I had never heard the comparison of a modern political to a gladiator made until the 2008 presidential campaign. Were there earlier comparisons in American politics? Please send them my way if you know of any.

Monday, April 9, 2012

Reditum ad Amphitheatrum...

I've been away from this blog for too long and hope to begin regular posts this spring. Think of it as a sort of second coming. To ease me back into things, the Colosseum has conveniently been in the news this weekend for two different reasons: 1) Passover and 2) protests by the "gladiators" who pose for pricy pics with tourists.

In 1749 Pope Benedict XIV (1740-1758) declared the Colosseum sacred ground and had a cross erected in the center of the arena and a series of fourteen crosses to mark the stages of the Passion of Christ around the perimeter of the arena. The crosses stood in the arena for a a century and a quarter, until they were taken down prior to excavation of the arena began in 1874. The Popes, however, have continued to mark the beginning of Passover with a procession to the Colosseum, often referred to as the "Via Crucis" or the "Way of the Cross."

Cross on the south side of the Colosseum arena ~photo by author

Anyone who has been to Rome, has has almost certainly seen, if not been acosted by the "gladiators" who hire themselves out for tourist photos at the Colosseum and other major tourist venues such as the Trevi Fountain. In reality, most of the ones I have encountered seem to be costumed in military garb of some sort, rather than gladiator outfits.  Last August, a number of these "gladiators" were arrested in an undercover sting, after it was revealed to the police that they were working as an organized and illegal gang to bilk tourists out of their euros. This past week the City of Rome issued notice that the "gladiators" would be prohibited from plying their trade at the Colosseum as of April 6th.  They can, however, continue to line the streets leading up to the Colosseum and work in the vicinity of other tourist attractions; other, licensed vendors, were also asked to move away from the Colosseum.  (The rogueclassicist has conveniently collected the pertinent news stories over at Rogueclassicism.)

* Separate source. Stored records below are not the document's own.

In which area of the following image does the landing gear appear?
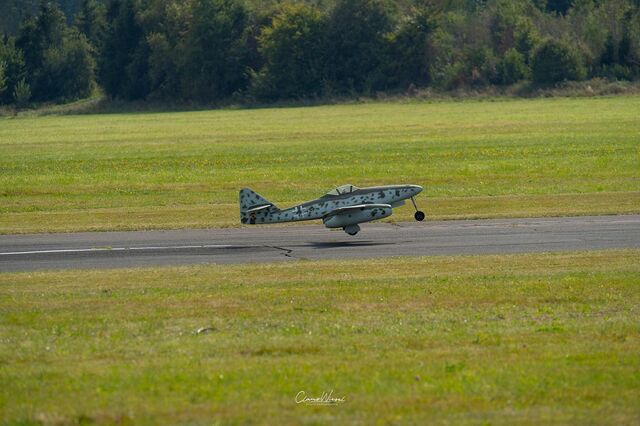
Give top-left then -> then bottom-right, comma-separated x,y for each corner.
342,225 -> 360,236
411,197 -> 424,222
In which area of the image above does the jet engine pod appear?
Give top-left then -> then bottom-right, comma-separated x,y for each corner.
323,204 -> 393,228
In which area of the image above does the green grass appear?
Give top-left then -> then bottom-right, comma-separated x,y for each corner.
0,250 -> 640,424
0,97 -> 640,233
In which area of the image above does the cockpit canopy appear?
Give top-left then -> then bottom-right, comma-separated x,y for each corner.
325,184 -> 360,197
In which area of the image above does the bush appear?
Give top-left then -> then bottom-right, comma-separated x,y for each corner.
531,40 -> 586,84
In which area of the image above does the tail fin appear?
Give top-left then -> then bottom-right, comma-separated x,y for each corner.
240,188 -> 278,225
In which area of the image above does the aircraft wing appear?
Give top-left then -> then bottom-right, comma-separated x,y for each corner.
322,204 -> 393,231
324,204 -> 391,219
246,204 -> 273,213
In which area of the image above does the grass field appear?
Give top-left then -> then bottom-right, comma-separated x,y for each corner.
0,97 -> 640,233
0,250 -> 640,424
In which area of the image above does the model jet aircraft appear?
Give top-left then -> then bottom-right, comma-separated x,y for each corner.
240,185 -> 424,235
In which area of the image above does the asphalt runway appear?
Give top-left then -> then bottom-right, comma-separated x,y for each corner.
0,215 -> 640,272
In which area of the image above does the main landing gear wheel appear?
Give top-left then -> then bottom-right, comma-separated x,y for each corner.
411,197 -> 424,222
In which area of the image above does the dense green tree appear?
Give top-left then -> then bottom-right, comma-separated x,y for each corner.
183,0 -> 249,101
254,3 -> 326,99
546,0 -> 573,15
325,0 -> 394,93
74,0 -> 107,52
99,0 -> 149,99
385,7 -> 437,89
531,40 -> 585,84
0,38 -> 26,104
0,61 -> 7,96
13,1 -> 94,101
500,48 -> 529,84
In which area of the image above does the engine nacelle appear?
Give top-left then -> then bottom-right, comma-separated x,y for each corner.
323,204 -> 393,228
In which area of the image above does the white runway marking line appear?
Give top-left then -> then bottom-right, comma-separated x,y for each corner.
0,244 -> 233,256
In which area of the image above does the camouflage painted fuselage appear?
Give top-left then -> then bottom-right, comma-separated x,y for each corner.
240,185 -> 422,224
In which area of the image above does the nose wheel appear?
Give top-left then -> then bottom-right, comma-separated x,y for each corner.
411,197 -> 425,222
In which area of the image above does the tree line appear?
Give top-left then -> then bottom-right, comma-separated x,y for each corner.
0,0 -> 640,106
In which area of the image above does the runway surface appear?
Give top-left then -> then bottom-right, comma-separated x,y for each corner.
0,215 -> 640,272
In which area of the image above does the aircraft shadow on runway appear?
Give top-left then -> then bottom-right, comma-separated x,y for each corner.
307,241 -> 395,249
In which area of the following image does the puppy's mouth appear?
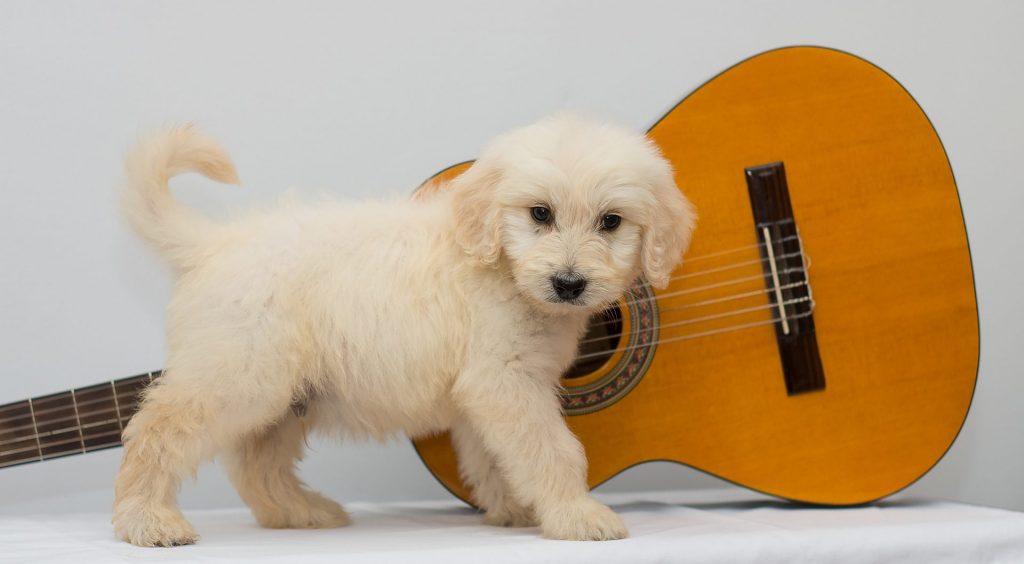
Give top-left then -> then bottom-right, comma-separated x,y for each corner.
548,294 -> 588,307
547,270 -> 587,306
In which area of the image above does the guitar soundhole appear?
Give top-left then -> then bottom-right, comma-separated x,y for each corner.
562,305 -> 623,380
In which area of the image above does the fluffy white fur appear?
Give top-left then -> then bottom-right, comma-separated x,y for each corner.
114,117 -> 693,547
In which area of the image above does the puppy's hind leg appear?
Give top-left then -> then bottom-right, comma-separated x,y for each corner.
113,366 -> 289,547
225,411 -> 351,528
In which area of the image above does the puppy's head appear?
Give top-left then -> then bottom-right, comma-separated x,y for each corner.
451,116 -> 694,311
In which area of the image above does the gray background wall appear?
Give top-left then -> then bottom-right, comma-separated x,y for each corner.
0,0 -> 1024,513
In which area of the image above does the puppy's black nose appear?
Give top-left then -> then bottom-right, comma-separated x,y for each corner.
551,272 -> 587,300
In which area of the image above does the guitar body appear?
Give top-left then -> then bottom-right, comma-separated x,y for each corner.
416,47 -> 979,505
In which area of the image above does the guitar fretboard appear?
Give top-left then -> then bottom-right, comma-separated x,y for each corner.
0,372 -> 160,468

It is interesting that this ban on "gladiators" at the Colosseum is happening now. As already mentioned, it may have something to do with last years arrests, but another possible reason for their removal may be tied to the conservation work that is just beginning on the Colosseum. Albert Prieto has written up "What's Wrong with the Colosseum" in a two part post over at the American Institute for Roman Culture (see here and here).

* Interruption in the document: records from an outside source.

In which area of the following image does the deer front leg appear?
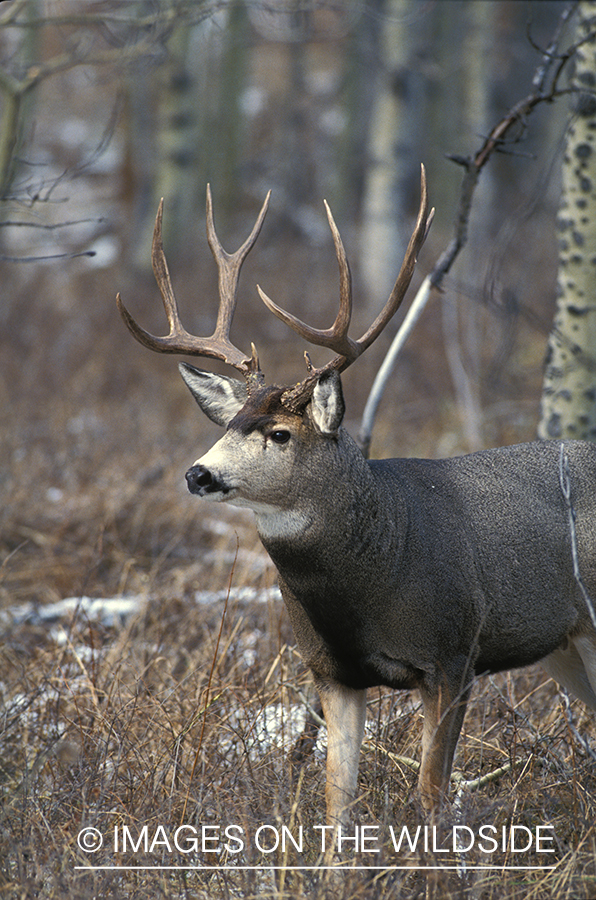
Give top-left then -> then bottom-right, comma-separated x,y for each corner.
418,683 -> 472,819
316,679 -> 366,825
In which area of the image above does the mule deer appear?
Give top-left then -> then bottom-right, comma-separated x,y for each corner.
118,169 -> 596,822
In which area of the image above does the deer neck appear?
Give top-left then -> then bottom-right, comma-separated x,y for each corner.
255,429 -> 395,561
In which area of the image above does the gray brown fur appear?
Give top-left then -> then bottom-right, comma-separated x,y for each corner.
181,364 -> 596,821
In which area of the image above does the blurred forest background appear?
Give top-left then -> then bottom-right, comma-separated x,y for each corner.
0,0 -> 593,897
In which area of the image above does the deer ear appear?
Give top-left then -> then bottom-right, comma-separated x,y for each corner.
310,370 -> 346,434
178,363 -> 248,427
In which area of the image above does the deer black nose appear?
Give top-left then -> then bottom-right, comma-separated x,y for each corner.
186,466 -> 219,494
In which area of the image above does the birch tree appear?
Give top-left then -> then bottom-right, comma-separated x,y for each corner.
538,0 -> 596,440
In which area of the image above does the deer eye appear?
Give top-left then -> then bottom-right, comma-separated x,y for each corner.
269,429 -> 291,444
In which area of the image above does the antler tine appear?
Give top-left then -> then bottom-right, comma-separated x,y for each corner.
257,200 -> 359,361
356,165 -> 435,354
116,187 -> 271,384
280,166 -> 435,409
207,185 -> 271,341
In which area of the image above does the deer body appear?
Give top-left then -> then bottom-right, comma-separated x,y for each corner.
117,170 -> 596,823
180,364 -> 596,819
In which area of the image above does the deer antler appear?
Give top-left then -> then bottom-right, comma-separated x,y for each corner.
257,166 -> 434,409
116,186 -> 271,388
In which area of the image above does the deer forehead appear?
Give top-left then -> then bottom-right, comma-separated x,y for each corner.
228,387 -> 308,435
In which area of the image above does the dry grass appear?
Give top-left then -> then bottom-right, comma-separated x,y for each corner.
0,250 -> 596,900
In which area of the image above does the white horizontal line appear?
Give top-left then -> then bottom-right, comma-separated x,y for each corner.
75,864 -> 557,872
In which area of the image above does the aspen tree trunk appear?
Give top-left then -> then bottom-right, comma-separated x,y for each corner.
538,0 -> 596,441
360,0 -> 422,304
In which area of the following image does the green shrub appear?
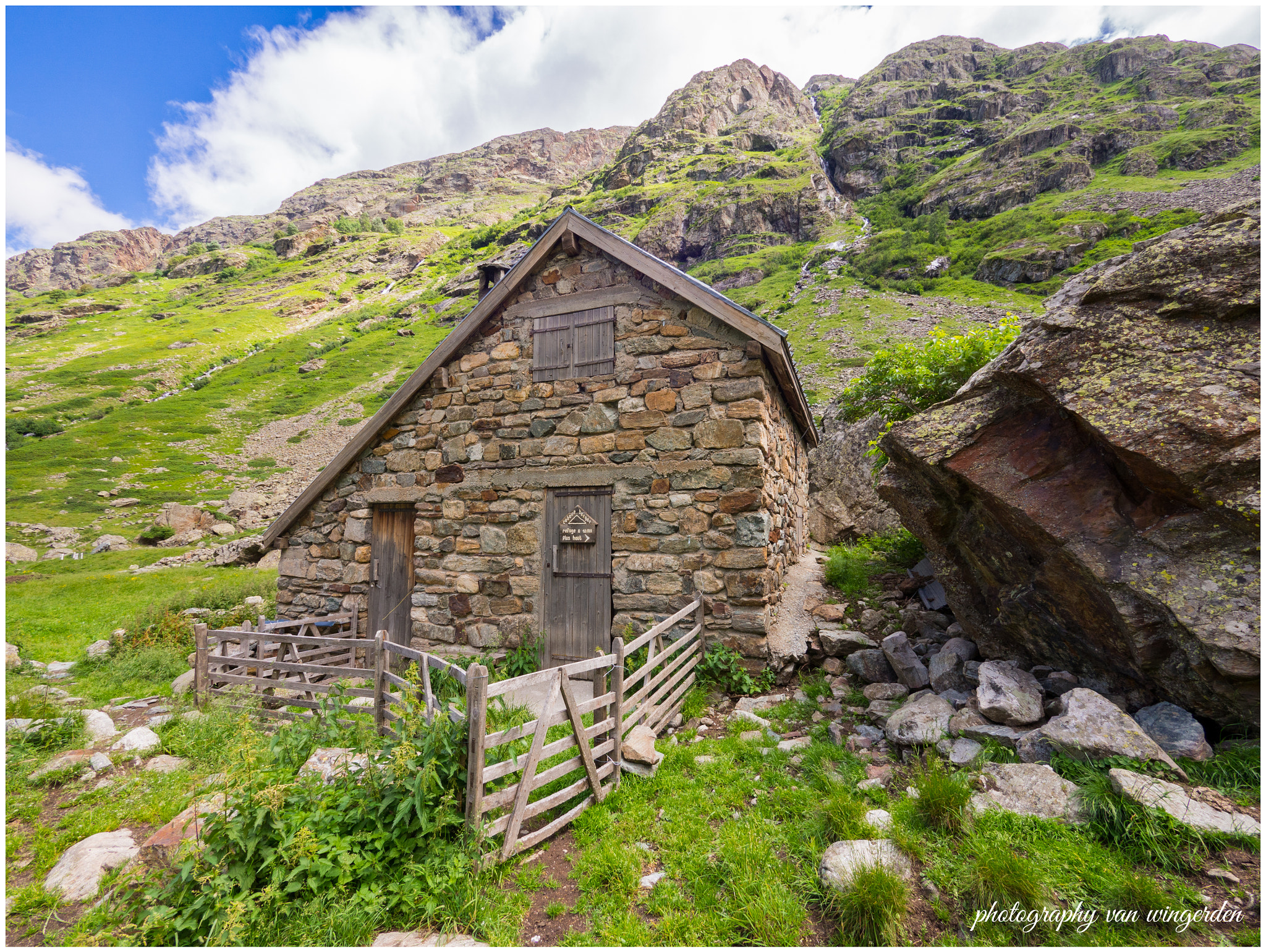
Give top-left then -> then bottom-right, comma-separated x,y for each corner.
912,755 -> 972,833
4,417 -> 63,449
833,866 -> 911,946
823,545 -> 880,595
137,525 -> 176,546
135,689 -> 473,946
699,642 -> 773,694
962,835 -> 1045,909
864,527 -> 925,568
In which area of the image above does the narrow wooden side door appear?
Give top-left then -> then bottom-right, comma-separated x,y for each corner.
540,486 -> 611,667
366,506 -> 414,644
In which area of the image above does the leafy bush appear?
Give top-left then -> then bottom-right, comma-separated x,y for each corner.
912,756 -> 967,830
864,527 -> 925,568
694,642 -> 773,694
823,543 -> 878,595
4,417 -> 63,449
498,631 -> 545,679
833,866 -> 909,946
137,525 -> 176,546
841,314 -> 1019,424
138,683 -> 472,946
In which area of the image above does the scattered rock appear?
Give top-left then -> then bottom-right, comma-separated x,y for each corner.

"Gladiators" at the ready outside the Colosseum ~photo by author

On Saturday, April 7th, a number of "gladiators" protested the ban by climbing the Colosseum and displaying banners supporting their cause. The banner I find most interesting is one that reads "30 famiglie romane da oggi senza pane. Diritto al lavoro." (30 Roman families are without bread today. Right to work.). Although probably unintentional, it reminds me of Juvenal's panem et circensem or "bread and circuses." Juvenal, in his tenth satire, is commenting on what gets the attention of the people in the first century B.C.E.; only free food and entertainment does the job. (For photos of the "gladiators" holding the Colosseum check out the series at La Reppublica).